La retranscription en français de cette interview est disponible plus bas.
Le refus des dirigeants européens de faire face à la réalité relève de la psychose. Ils ne veulent pas comprendre que le monde a changé, que l’Europe est périphérique et que les décisions seront désormais en grande partie prises par les trois grandes puissances que sont les USA, la Chine et la Russie avec le soutien des autres membres des BRICs.
Tout ce que les Européens proposent est un nouvel emballage de l’Otan, notamment en voulant apporter des garanties de sécurité à l’Ukraine, garanties qui sont en grandes parties les causes de la guerre. Les Européens n’ont ni les capacités militaires ni les capacités industrielles pour ce faire, c’est pourquoi ils exhortent les USA à les soutenir dans cette entreprise qui, outre être déjà vouée à l’échec, risque de déclencher la 3eme guerre mondiale - à laquelle les USA ont déjà, c’est sage, refuser de participer.
Et pendant ce temps-là, une nouvelle conflagration encore plus dangereuse et potentiellement bien plus meurtrière est en train de se préparer au Moyen-Orient du fait des actes criminels de l’Etat israélien.
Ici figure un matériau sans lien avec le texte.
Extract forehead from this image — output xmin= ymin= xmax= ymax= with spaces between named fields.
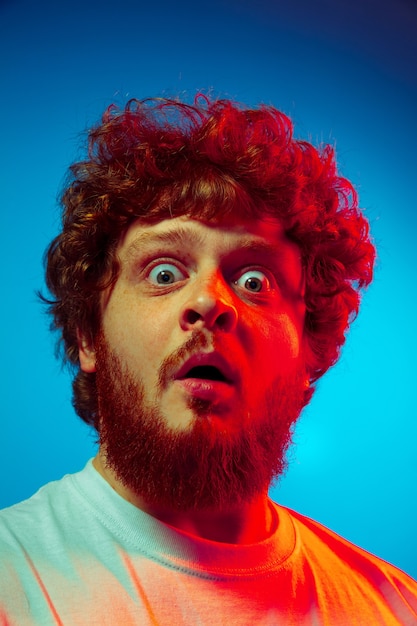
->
xmin=119 ymin=215 xmax=297 ymax=258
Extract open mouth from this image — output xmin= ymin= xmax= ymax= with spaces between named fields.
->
xmin=183 ymin=365 xmax=228 ymax=383
xmin=174 ymin=352 xmax=237 ymax=389
xmin=174 ymin=355 xmax=237 ymax=402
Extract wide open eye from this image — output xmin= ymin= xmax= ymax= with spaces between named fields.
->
xmin=234 ymin=269 xmax=271 ymax=293
xmin=148 ymin=263 xmax=186 ymax=286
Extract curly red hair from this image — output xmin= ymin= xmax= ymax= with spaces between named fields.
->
xmin=44 ymin=96 xmax=375 ymax=428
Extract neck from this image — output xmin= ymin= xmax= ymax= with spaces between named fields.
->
xmin=93 ymin=452 xmax=276 ymax=544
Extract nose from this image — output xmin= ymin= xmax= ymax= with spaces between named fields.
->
xmin=179 ymin=273 xmax=238 ymax=333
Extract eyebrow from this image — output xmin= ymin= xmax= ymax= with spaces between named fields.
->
xmin=234 ymin=239 xmax=291 ymax=260
xmin=124 ymin=227 xmax=206 ymax=260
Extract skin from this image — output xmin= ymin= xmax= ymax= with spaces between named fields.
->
xmin=79 ymin=216 xmax=306 ymax=544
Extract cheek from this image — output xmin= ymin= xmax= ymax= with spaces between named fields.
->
xmin=277 ymin=315 xmax=303 ymax=360
xmin=102 ymin=297 xmax=176 ymax=379
xmin=247 ymin=312 xmax=304 ymax=375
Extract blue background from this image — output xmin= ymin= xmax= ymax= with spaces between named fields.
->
xmin=1 ymin=0 xmax=416 ymax=579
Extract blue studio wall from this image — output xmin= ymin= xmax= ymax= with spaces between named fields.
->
xmin=1 ymin=0 xmax=416 ymax=579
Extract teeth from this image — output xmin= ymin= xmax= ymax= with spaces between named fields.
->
xmin=186 ymin=365 xmax=226 ymax=381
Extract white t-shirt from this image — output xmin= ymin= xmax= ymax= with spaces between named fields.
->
xmin=1 ymin=460 xmax=416 ymax=625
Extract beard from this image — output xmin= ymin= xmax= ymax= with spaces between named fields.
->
xmin=95 ymin=332 xmax=306 ymax=512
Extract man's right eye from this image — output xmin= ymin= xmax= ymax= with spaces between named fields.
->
xmin=147 ymin=263 xmax=186 ymax=286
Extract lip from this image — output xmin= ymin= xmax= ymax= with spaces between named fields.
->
xmin=173 ymin=352 xmax=239 ymax=402
xmin=174 ymin=352 xmax=238 ymax=385
xmin=175 ymin=378 xmax=236 ymax=403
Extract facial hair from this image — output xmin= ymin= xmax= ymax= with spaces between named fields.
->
xmin=95 ymin=332 xmax=306 ymax=512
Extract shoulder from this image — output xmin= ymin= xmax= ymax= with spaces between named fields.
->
xmin=0 ymin=461 xmax=94 ymax=554
xmin=279 ymin=504 xmax=417 ymax=615
xmin=286 ymin=506 xmax=411 ymax=574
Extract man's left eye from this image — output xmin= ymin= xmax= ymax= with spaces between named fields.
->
xmin=234 ymin=270 xmax=271 ymax=293
xmin=148 ymin=263 xmax=186 ymax=285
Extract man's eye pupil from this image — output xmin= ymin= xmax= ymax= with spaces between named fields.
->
xmin=158 ymin=271 xmax=173 ymax=284
xmin=245 ymin=277 xmax=262 ymax=292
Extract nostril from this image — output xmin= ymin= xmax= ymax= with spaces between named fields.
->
xmin=216 ymin=310 xmax=237 ymax=332
xmin=180 ymin=298 xmax=238 ymax=332
xmin=185 ymin=309 xmax=202 ymax=325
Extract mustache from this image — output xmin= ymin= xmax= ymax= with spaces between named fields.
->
xmin=158 ymin=331 xmax=210 ymax=390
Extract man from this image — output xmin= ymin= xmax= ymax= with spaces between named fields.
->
xmin=1 ymin=96 xmax=416 ymax=625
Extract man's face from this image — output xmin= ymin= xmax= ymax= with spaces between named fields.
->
xmin=80 ymin=216 xmax=307 ymax=509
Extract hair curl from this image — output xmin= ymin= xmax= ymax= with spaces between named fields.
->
xmin=44 ymin=95 xmax=375 ymax=429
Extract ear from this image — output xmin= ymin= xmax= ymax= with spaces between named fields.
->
xmin=77 ymin=330 xmax=97 ymax=373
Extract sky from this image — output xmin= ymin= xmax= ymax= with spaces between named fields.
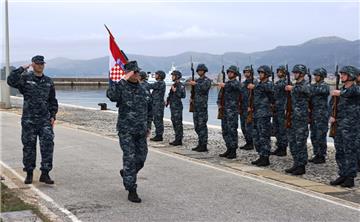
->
xmin=1 ymin=0 xmax=359 ymax=62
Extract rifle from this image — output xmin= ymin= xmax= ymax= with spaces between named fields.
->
xmin=307 ymin=68 xmax=313 ymax=124
xmin=271 ymin=65 xmax=276 ymax=114
xmin=284 ymin=64 xmax=292 ymax=128
xmin=246 ymin=65 xmax=254 ymax=123
xmin=217 ymin=65 xmax=226 ymax=119
xmin=237 ymin=66 xmax=243 ymax=115
xmin=189 ymin=57 xmax=195 ymax=112
xmin=329 ymin=65 xmax=340 ymax=137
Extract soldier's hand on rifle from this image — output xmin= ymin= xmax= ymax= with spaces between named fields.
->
xmin=331 ymin=90 xmax=341 ymax=97
xmin=247 ymin=83 xmax=255 ymax=90
xmin=285 ymin=85 xmax=293 ymax=91
xmin=218 ymin=83 xmax=225 ymax=88
xmin=189 ymin=80 xmax=196 ymax=86
xmin=329 ymin=117 xmax=336 ymax=124
xmin=248 ymin=107 xmax=253 ymax=112
xmin=171 ymin=85 xmax=176 ymax=92
xmin=146 ymin=129 xmax=151 ymax=138
xmin=22 ymin=64 xmax=31 ymax=70
xmin=50 ymin=118 xmax=55 ymax=128
xmin=165 ymin=101 xmax=169 ymax=107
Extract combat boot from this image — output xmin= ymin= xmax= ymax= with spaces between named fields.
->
xmin=39 ymin=172 xmax=55 ymax=184
xmin=340 ymin=177 xmax=354 ymax=188
xmin=357 ymin=160 xmax=360 ymax=172
xmin=24 ymin=171 xmax=33 ymax=184
xmin=192 ymin=145 xmax=200 ymax=151
xmin=330 ymin=176 xmax=346 ymax=186
xmin=169 ymin=140 xmax=182 ymax=146
xmin=240 ymin=143 xmax=254 ymax=150
xmin=150 ymin=135 xmax=163 ymax=142
xmin=128 ymin=189 xmax=141 ymax=203
xmin=291 ymin=165 xmax=306 ymax=175
xmin=270 ymin=147 xmax=287 ymax=157
xmin=226 ymin=149 xmax=237 ymax=159
xmin=219 ymin=149 xmax=230 ymax=157
xmin=285 ymin=165 xmax=297 ymax=174
xmin=312 ymin=155 xmax=326 ymax=164
xmin=195 ymin=145 xmax=208 ymax=152
xmin=255 ymin=156 xmax=270 ymax=167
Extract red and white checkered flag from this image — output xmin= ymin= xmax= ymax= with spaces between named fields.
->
xmin=105 ymin=25 xmax=128 ymax=83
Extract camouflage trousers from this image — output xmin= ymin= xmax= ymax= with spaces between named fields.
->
xmin=193 ymin=109 xmax=208 ymax=146
xmin=334 ymin=119 xmax=357 ymax=178
xmin=170 ymin=108 xmax=183 ymax=141
xmin=310 ymin=116 xmax=328 ymax=157
xmin=119 ymin=132 xmax=148 ymax=191
xmin=240 ymin=112 xmax=253 ymax=145
xmin=152 ymin=103 xmax=165 ymax=137
xmin=273 ymin=110 xmax=288 ymax=149
xmin=253 ymin=117 xmax=272 ymax=157
xmin=21 ymin=118 xmax=54 ymax=173
xmin=288 ymin=118 xmax=309 ymax=167
xmin=222 ymin=111 xmax=239 ymax=150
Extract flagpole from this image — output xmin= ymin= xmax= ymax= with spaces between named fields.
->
xmin=1 ymin=0 xmax=11 ymax=108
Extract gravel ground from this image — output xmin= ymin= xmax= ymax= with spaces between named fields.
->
xmin=7 ymin=101 xmax=360 ymax=195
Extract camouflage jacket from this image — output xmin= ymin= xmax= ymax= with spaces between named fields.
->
xmin=149 ymin=80 xmax=166 ymax=106
xmin=253 ymin=80 xmax=274 ymax=118
xmin=194 ymin=76 xmax=212 ymax=111
xmin=167 ymin=81 xmax=186 ymax=110
xmin=240 ymin=78 xmax=258 ymax=113
xmin=218 ymin=78 xmax=241 ymax=112
xmin=107 ymin=79 xmax=152 ymax=135
xmin=7 ymin=67 xmax=58 ymax=120
xmin=310 ymin=80 xmax=330 ymax=118
xmin=274 ymin=78 xmax=287 ymax=112
xmin=336 ymin=84 xmax=360 ymax=122
xmin=290 ymin=79 xmax=311 ymax=120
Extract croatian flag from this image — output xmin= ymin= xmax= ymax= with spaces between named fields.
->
xmin=105 ymin=25 xmax=128 ymax=84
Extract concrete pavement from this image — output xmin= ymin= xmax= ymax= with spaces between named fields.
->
xmin=1 ymin=111 xmax=359 ymax=222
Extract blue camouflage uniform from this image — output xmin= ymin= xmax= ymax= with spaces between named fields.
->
xmin=309 ymin=80 xmax=330 ymax=157
xmin=252 ymin=80 xmax=274 ymax=157
xmin=193 ymin=76 xmax=212 ymax=146
xmin=106 ymin=69 xmax=152 ymax=191
xmin=357 ymin=81 xmax=360 ymax=171
xmin=288 ymin=79 xmax=311 ymax=167
xmin=334 ymin=84 xmax=360 ymax=178
xmin=219 ymin=79 xmax=241 ymax=151
xmin=148 ymin=80 xmax=166 ymax=137
xmin=240 ymin=78 xmax=257 ymax=145
xmin=141 ymin=80 xmax=151 ymax=93
xmin=273 ymin=77 xmax=288 ymax=150
xmin=7 ymin=66 xmax=58 ymax=173
xmin=167 ymin=81 xmax=186 ymax=142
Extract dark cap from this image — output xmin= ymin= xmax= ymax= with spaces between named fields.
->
xmin=124 ymin=61 xmax=141 ymax=72
xmin=31 ymin=55 xmax=45 ymax=64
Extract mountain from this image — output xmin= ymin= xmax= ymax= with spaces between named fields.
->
xmin=9 ymin=36 xmax=360 ymax=78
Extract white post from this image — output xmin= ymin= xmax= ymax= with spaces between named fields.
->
xmin=1 ymin=0 xmax=11 ymax=109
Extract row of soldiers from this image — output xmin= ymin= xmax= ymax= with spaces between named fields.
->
xmin=139 ymin=63 xmax=360 ymax=188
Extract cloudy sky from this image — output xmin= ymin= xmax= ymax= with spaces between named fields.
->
xmin=1 ymin=0 xmax=359 ymax=62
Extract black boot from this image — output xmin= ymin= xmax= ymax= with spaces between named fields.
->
xmin=251 ymin=157 xmax=262 ymax=165
xmin=226 ymin=149 xmax=237 ymax=159
xmin=24 ymin=171 xmax=33 ymax=184
xmin=291 ymin=165 xmax=306 ymax=175
xmin=270 ymin=148 xmax=287 ymax=157
xmin=39 ymin=172 xmax=55 ymax=184
xmin=241 ymin=143 xmax=254 ymax=150
xmin=330 ymin=176 xmax=346 ymax=186
xmin=219 ymin=149 xmax=230 ymax=157
xmin=169 ymin=140 xmax=182 ymax=146
xmin=128 ymin=189 xmax=141 ymax=203
xmin=312 ymin=155 xmax=326 ymax=164
xmin=195 ymin=145 xmax=208 ymax=152
xmin=285 ymin=165 xmax=297 ymax=174
xmin=256 ymin=156 xmax=270 ymax=167
xmin=192 ymin=145 xmax=200 ymax=151
xmin=340 ymin=177 xmax=355 ymax=188
xmin=150 ymin=135 xmax=163 ymax=142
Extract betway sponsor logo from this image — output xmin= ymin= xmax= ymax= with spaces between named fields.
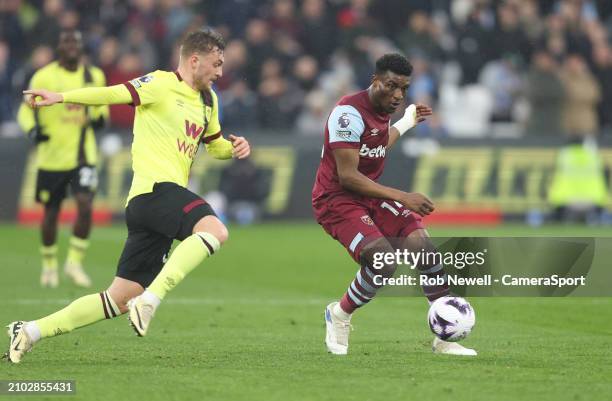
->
xmin=176 ymin=119 xmax=204 ymax=160
xmin=176 ymin=139 xmax=199 ymax=159
xmin=185 ymin=120 xmax=204 ymax=140
xmin=359 ymin=143 xmax=386 ymax=158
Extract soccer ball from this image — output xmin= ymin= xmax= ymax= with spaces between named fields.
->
xmin=427 ymin=296 xmax=475 ymax=342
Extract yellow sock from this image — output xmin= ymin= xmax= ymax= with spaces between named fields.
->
xmin=41 ymin=245 xmax=58 ymax=271
xmin=66 ymin=236 xmax=89 ymax=266
xmin=148 ymin=232 xmax=220 ymax=300
xmin=34 ymin=291 xmax=121 ymax=339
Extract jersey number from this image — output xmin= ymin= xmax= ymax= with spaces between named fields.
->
xmin=79 ymin=166 xmax=98 ymax=189
xmin=380 ymin=201 xmax=404 ymax=216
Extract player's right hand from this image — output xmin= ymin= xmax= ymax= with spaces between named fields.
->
xmin=23 ymin=89 xmax=63 ymax=107
xmin=27 ymin=127 xmax=50 ymax=144
xmin=399 ymin=192 xmax=435 ymax=216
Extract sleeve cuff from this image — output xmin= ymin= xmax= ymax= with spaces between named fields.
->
xmin=202 ymin=132 xmax=222 ymax=144
xmin=123 ymin=82 xmax=141 ymax=106
xmin=329 ymin=142 xmax=361 ymax=150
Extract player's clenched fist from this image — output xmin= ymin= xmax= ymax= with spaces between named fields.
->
xmin=23 ymin=89 xmax=64 ymax=108
xmin=399 ymin=192 xmax=435 ymax=216
xmin=229 ymin=134 xmax=250 ymax=159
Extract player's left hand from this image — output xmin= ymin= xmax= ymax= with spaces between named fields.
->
xmin=414 ymin=103 xmax=433 ymax=123
xmin=229 ymin=134 xmax=250 ymax=159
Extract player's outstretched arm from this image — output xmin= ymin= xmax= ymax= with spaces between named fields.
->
xmin=333 ymin=148 xmax=434 ymax=216
xmin=23 ymin=84 xmax=133 ymax=108
xmin=387 ymin=103 xmax=433 ymax=149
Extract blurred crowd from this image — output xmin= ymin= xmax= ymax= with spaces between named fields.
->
xmin=1 ymin=0 xmax=612 ymax=139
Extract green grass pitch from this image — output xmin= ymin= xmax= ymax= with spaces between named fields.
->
xmin=0 ymin=223 xmax=611 ymax=401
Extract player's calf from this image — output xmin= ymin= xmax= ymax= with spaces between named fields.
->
xmin=128 ymin=218 xmax=226 ymax=337
xmin=4 ymin=289 xmax=126 ymax=363
xmin=401 ymin=232 xmax=450 ymax=303
xmin=337 ymin=238 xmax=397 ymax=316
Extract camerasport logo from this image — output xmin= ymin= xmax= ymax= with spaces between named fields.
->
xmin=359 ymin=144 xmax=386 ymax=158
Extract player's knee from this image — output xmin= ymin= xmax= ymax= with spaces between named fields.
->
xmin=193 ymin=216 xmax=229 ymax=245
xmin=44 ymin=204 xmax=60 ymax=219
xmin=401 ymin=231 xmax=437 ymax=270
xmin=360 ymin=238 xmax=397 ymax=279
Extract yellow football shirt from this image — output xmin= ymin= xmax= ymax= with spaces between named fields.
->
xmin=60 ymin=69 xmax=234 ymax=203
xmin=122 ymin=70 xmax=225 ymax=201
xmin=17 ymin=61 xmax=108 ymax=171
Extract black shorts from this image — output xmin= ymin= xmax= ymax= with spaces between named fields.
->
xmin=36 ymin=165 xmax=97 ymax=206
xmin=115 ymin=182 xmax=216 ymax=288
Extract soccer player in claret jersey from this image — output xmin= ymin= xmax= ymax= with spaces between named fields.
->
xmin=5 ymin=30 xmax=250 ymax=363
xmin=312 ymin=54 xmax=477 ymax=356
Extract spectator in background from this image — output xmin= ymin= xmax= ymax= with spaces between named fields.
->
xmin=558 ymin=0 xmax=593 ymax=58
xmin=2 ymin=0 xmax=612 ymax=137
xmin=524 ymin=51 xmax=564 ymax=136
xmin=120 ymin=26 xmax=158 ymax=72
xmin=211 ymin=0 xmax=259 ymax=38
xmin=106 ymin=53 xmax=144 ymax=129
xmin=126 ymin=0 xmax=166 ymax=44
xmin=13 ymin=45 xmax=54 ymax=93
xmin=97 ymin=37 xmax=120 ymax=75
xmin=267 ymin=0 xmax=300 ymax=39
xmin=0 ymin=0 xmax=26 ymax=61
xmin=160 ymin=0 xmax=193 ymax=49
xmin=479 ymin=54 xmax=523 ymax=122
xmin=299 ymin=0 xmax=337 ymax=68
xmin=559 ymin=54 xmax=601 ymax=138
xmin=397 ymin=11 xmax=442 ymax=61
xmin=518 ymin=0 xmax=546 ymax=42
xmin=220 ymin=80 xmax=259 ymax=132
xmin=494 ymin=2 xmax=532 ymax=64
xmin=338 ymin=0 xmax=384 ymax=87
xmin=0 ymin=41 xmax=14 ymax=123
xmin=293 ymin=55 xmax=319 ymax=92
xmin=546 ymin=31 xmax=568 ymax=63
xmin=59 ymin=7 xmax=80 ymax=30
xmin=256 ymin=57 xmax=301 ymax=130
xmin=592 ymin=44 xmax=612 ymax=131
xmin=215 ymin=39 xmax=248 ymax=91
xmin=296 ymin=89 xmax=328 ymax=136
xmin=244 ymin=18 xmax=276 ymax=88
xmin=456 ymin=6 xmax=495 ymax=84
xmin=28 ymin=0 xmax=63 ymax=49
xmin=219 ymin=158 xmax=269 ymax=225
xmin=407 ymin=56 xmax=436 ymax=105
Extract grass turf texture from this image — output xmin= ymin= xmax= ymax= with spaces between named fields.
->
xmin=0 ymin=223 xmax=611 ymax=401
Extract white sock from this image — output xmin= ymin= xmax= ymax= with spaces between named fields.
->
xmin=333 ymin=303 xmax=352 ymax=321
xmin=24 ymin=321 xmax=41 ymax=343
xmin=141 ymin=289 xmax=161 ymax=309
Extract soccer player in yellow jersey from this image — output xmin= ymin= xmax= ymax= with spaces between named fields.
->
xmin=17 ymin=30 xmax=109 ymax=288
xmin=5 ymin=29 xmax=251 ymax=363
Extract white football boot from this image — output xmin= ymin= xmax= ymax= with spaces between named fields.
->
xmin=432 ymin=337 xmax=477 ymax=356
xmin=324 ymin=302 xmax=352 ymax=355
xmin=64 ymin=262 xmax=92 ymax=288
xmin=4 ymin=321 xmax=34 ymax=364
xmin=127 ymin=296 xmax=156 ymax=337
xmin=40 ymin=268 xmax=59 ymax=288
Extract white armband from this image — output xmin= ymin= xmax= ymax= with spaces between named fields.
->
xmin=392 ymin=104 xmax=417 ymax=136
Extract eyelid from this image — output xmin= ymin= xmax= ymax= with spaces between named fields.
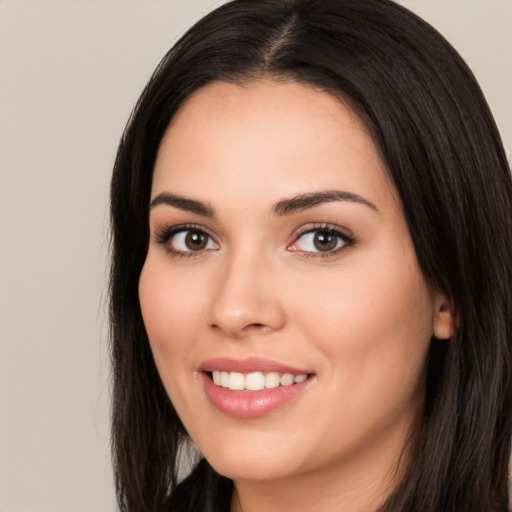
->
xmin=153 ymin=223 xmax=219 ymax=255
xmin=154 ymin=223 xmax=213 ymax=242
xmin=152 ymin=221 xmax=354 ymax=257
xmin=287 ymin=223 xmax=356 ymax=255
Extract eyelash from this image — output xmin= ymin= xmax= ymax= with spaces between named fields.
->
xmin=155 ymin=224 xmax=217 ymax=258
xmin=154 ymin=223 xmax=356 ymax=258
xmin=290 ymin=223 xmax=356 ymax=257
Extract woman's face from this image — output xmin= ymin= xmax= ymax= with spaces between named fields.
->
xmin=139 ymin=80 xmax=451 ymax=485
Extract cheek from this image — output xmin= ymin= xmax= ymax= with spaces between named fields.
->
xmin=138 ymin=258 xmax=213 ymax=425
xmin=138 ymin=259 xmax=203 ymax=376
xmin=298 ymin=261 xmax=433 ymax=448
xmin=292 ymin=252 xmax=435 ymax=396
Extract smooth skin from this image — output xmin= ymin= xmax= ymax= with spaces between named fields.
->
xmin=139 ymin=80 xmax=454 ymax=512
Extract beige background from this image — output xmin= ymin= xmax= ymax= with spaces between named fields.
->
xmin=0 ymin=1 xmax=510 ymax=511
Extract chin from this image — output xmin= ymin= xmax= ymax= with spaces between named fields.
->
xmin=209 ymin=457 xmax=297 ymax=482
xmin=198 ymin=438 xmax=307 ymax=482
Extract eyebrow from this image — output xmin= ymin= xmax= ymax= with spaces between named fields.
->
xmin=149 ymin=189 xmax=379 ymax=217
xmin=272 ymin=190 xmax=380 ymax=216
xmin=149 ymin=192 xmax=215 ymax=217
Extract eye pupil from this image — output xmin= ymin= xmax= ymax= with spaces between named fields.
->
xmin=185 ymin=231 xmax=207 ymax=250
xmin=314 ymin=232 xmax=337 ymax=251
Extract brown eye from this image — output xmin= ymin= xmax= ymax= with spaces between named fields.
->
xmin=313 ymin=232 xmax=338 ymax=251
xmin=288 ymin=227 xmax=353 ymax=255
xmin=184 ymin=231 xmax=208 ymax=250
xmin=167 ymin=229 xmax=219 ymax=253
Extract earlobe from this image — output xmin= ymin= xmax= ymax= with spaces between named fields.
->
xmin=433 ymin=295 xmax=456 ymax=340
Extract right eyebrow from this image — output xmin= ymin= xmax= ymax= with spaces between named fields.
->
xmin=149 ymin=192 xmax=215 ymax=217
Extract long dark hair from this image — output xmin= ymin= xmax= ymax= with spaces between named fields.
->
xmin=109 ymin=0 xmax=512 ymax=510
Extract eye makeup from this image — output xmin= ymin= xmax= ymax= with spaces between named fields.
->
xmin=287 ymin=222 xmax=356 ymax=257
xmin=152 ymin=219 xmax=356 ymax=260
xmin=154 ymin=223 xmax=219 ymax=257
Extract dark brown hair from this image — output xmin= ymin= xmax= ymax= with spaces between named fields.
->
xmin=110 ymin=0 xmax=512 ymax=510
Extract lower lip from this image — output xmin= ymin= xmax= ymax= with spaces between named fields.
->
xmin=200 ymin=373 xmax=314 ymax=418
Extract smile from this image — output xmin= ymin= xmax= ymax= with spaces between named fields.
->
xmin=211 ymin=371 xmax=308 ymax=391
xmin=199 ymin=358 xmax=315 ymax=418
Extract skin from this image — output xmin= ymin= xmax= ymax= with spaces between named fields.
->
xmin=139 ymin=79 xmax=454 ymax=512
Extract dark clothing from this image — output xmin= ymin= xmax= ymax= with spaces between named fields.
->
xmin=168 ymin=458 xmax=232 ymax=512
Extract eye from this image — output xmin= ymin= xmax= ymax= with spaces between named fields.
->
xmin=156 ymin=225 xmax=219 ymax=254
xmin=171 ymin=230 xmax=217 ymax=252
xmin=288 ymin=226 xmax=354 ymax=255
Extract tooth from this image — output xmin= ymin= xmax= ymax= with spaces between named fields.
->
xmin=245 ymin=372 xmax=265 ymax=391
xmin=220 ymin=371 xmax=230 ymax=388
xmin=213 ymin=370 xmax=308 ymax=390
xmin=228 ymin=372 xmax=245 ymax=390
xmin=280 ymin=373 xmax=294 ymax=386
xmin=265 ymin=372 xmax=280 ymax=389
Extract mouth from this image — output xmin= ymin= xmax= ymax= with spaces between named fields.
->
xmin=199 ymin=358 xmax=315 ymax=418
xmin=207 ymin=370 xmax=309 ymax=391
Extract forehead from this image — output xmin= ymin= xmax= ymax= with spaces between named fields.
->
xmin=152 ymin=79 xmax=396 ymax=210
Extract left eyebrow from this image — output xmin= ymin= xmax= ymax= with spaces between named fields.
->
xmin=272 ymin=190 xmax=380 ymax=216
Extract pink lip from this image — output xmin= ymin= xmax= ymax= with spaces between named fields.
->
xmin=199 ymin=356 xmax=312 ymax=375
xmin=198 ymin=357 xmax=315 ymax=419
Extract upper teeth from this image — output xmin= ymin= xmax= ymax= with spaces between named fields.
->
xmin=212 ymin=371 xmax=308 ymax=391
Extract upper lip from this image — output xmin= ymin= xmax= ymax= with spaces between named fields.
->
xmin=199 ymin=357 xmax=313 ymax=375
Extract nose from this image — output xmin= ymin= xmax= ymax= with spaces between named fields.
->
xmin=206 ymin=252 xmax=286 ymax=339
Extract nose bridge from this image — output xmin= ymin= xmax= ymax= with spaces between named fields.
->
xmin=207 ymin=245 xmax=285 ymax=337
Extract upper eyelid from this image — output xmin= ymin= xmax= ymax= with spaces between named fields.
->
xmin=153 ymin=223 xmax=217 ymax=244
xmin=152 ymin=221 xmax=355 ymax=248
xmin=291 ymin=223 xmax=355 ymax=241
xmin=288 ymin=224 xmax=356 ymax=255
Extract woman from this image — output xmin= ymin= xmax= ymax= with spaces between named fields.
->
xmin=109 ymin=0 xmax=512 ymax=510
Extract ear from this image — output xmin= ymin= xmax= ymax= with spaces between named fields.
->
xmin=433 ymin=293 xmax=456 ymax=340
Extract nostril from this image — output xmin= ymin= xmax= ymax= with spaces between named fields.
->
xmin=243 ymin=323 xmax=268 ymax=332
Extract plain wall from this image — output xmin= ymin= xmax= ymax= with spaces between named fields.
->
xmin=0 ymin=1 xmax=510 ymax=511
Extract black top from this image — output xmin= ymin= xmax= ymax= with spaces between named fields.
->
xmin=167 ymin=458 xmax=233 ymax=512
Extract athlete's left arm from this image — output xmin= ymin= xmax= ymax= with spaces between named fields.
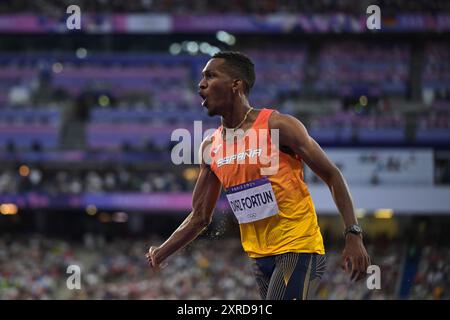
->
xmin=270 ymin=111 xmax=371 ymax=282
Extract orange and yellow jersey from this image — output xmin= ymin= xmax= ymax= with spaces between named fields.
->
xmin=209 ymin=108 xmax=325 ymax=258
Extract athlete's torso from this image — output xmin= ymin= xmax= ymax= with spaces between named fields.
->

Nous en parlons avec Pascal Lottaz, professeur de relations internationales à l’université de Kyoto au Japon. Il est également l’animateur du groupe de réflexion Neutrality Studies, dont nous vous conseillons fortement la chaîne YouTube.
L’Eclaireur : Pascal Lottaz, merci beaucoup d’avoir pris le temps de me parler à nouveau. Je propose que nous commencions par le sujet brûlant. Quel est votre avis sur ce que j’appelle le "massacre du Bureau Ovale", où Trump et JD Vance ont remis Zelensky à sa place. Était-ce un piège tendu par l’administration Trump ou un désengagement planifié ?
Pascal Lottaz : Il y a plusieurs théories à ce sujet. Mon avis est que, puisque Trump et Vance étaient plutôt cordiaux et bienveillants envers Zelensky au début, la dispute n’a éclaté qu’après plus d’une demi-heure d’échanges. Cela s’est fait progressivement, à mesure que la discussion s’échauffait. C’est Zelensky qui a attaqué une remarque de Vance, et ce dernier n’a pas laissé passer. Puis Trump est intervenu.
Je ne pense pas que ce soit un piège délibéré de Trump et Vance pour coincer Zelensky. Mais il était clair du côté américain qu’ils voulaient que leur position– selon laquelle la guerre doit cesser – soit comprise par Zelensky. Même s’il ne l’acceptait pas, ils voulaient qu’il la reconnaisse. Et lorsqu’il n’a pas simplement encaissé sans broncher, c’est là que le "massacre" a commencé. À sa place, j’aurais été complètement perdu : assis dans le Bureau ovale, confronté à la réalité version du conflit qui contredit tout ce qu’il affirme depuis trois ans, et assénée de la part de ceux dont il a absolument besoin du soutien…
Il avait le choix : soit laisser couler, soit défendre le récit ukrainien. Il a choisi de défendre l’image de l’Ukraine pour son public européen et ukrainien, plutôt que d’adopter une posture conciliante face à son hôte américain. L’hôte américain ne l’a pas laissé faire, et c’est ainsi que l’échange s’est envenimé.
L’Eclaireur : C’était assez arrogant et irrespectueux de sa part…
Pascal Lottaz : Oui, c’était arrogant, mais je comprends d’où cela vient. Pendant trois ans, ce comportement lui a valu des ovations. Mais cette fois, la situation était différente. Je ne pense pas que Trump et Vance aient cherché à le piéger dès le départ ; cela s’est développé naturellement à mesure que les tensions montaient.
Une chose me surprend : pourquoi Vance n’a-t-il pas poussé Zelensky à répondre sur les négociations de paix d’Istanbul en avril 2020 ? Pourquoi ne pas lui avoir demandé : "Pourquoi avoir laissé passer Istanbul ?" Il est évident que l’Ukraine a été préparée pour cette guerre par les administrations américaines successives. Mais admettre cela reviendrait à reconnaître que le conflit ne relève pas uniquement d’une agression russe, mais aussi d’une provocation. Zelensky est resté enfermé dans son propre récit et l’a défendu. Ce qu’il ne comprend pas, c’est que Trump, lui, a tourné la page de ce récit.